Mori Mari ( Japanese 森 茉莉 ; born January 7, 1903 , † June 6, 1987 in Tokyo ) was a Japanese writer.

The daughter of the writer Mori Ōgai attended the Catholic mission school of the order of the Sœurs de Saint-Paul de Chartres . At the age of sixteen she married the Romance studies professor Yamada Tamaki , whom she accompanied on a study trip to Paris in 1922/23. The marriage was divorced like a second with the medicin Satō Akira.

It was not until 1957 that she emerged as a writer with the collection of essays Chichi no bōshi ( 父 の 帽子 , "My father's hat"). Another collection of essays, Kutsu no oto ( 靴 の 音 ), appeared the following year. In 1959 she published her first short story Nōhaishoku no sakana ( 濃 灰色 の 魚 ). For the collection Koibitotachi no mori ( 恋人 た ち の 森 ) she received the Tamura Toshiko Prize in 1962 . Works like Kareha no nedoko ( 枯葉 の 寝 床 , 1962), Zeitaku bimbō ( 贅 沢 貧乏 , 1963), Akuma no kotachi (1964) and the ironic self-portrait Kichigai Maria ( 気 違 い マ リ ア , 1967) followed.

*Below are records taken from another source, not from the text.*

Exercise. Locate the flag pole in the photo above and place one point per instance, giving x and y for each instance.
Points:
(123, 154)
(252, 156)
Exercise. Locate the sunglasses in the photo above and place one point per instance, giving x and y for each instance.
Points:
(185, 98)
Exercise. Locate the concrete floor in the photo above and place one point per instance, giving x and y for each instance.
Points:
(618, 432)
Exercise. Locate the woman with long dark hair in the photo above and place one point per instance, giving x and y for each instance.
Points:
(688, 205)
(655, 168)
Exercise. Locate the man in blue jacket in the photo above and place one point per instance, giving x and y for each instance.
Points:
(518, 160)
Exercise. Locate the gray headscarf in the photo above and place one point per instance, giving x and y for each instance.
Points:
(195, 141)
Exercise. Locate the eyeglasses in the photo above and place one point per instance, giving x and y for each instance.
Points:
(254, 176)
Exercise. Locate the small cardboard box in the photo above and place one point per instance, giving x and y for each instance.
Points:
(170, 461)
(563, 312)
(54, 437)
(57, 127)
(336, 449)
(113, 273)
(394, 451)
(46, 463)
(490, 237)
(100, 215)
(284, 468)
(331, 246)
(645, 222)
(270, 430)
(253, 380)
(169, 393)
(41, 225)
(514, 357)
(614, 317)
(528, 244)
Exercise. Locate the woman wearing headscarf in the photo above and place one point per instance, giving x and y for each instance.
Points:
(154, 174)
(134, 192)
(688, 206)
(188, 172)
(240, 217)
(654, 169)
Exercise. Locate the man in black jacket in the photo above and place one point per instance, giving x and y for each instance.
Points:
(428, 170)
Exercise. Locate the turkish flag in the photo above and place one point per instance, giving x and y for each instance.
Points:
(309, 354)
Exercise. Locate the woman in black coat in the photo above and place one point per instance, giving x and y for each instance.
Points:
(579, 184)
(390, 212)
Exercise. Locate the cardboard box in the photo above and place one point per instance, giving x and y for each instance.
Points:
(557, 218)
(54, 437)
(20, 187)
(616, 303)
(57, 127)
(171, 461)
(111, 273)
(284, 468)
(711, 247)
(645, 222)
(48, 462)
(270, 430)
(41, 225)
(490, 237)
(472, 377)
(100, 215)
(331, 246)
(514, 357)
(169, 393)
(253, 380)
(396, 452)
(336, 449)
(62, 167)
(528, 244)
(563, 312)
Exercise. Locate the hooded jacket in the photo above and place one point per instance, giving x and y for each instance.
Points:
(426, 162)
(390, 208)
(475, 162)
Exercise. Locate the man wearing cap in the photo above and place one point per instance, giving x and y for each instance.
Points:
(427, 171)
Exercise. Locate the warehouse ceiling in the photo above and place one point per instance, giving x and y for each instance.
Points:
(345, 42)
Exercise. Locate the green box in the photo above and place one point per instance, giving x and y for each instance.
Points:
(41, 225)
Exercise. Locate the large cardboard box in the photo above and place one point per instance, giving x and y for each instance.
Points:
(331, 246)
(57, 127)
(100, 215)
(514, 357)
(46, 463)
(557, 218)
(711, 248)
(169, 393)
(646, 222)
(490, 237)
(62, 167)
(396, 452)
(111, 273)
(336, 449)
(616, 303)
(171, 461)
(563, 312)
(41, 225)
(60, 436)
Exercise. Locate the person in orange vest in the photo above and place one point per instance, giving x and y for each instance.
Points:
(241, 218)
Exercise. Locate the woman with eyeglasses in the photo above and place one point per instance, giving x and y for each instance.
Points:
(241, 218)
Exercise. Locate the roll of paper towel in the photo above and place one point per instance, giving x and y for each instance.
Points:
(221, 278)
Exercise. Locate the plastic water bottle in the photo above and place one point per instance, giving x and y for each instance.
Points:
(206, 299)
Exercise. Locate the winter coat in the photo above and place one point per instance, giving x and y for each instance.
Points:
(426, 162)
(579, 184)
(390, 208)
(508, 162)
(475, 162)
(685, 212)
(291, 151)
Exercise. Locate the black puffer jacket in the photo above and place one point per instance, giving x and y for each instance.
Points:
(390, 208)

In 1968 the essay volumes Watakushi no bi no sekai ( 私 の 美 の 世界 ) and Kioku no e ( 記憶 の 絵 ) were published. Until 1975 she worked on the novel trilogy Amai mitsu no heya ( 甘 い 蜜 の 部屋 ). In the same year she was awarded the Izumi Kyōka Literature Prize. In her later years, Mori published mostly literary reviews in various magazines.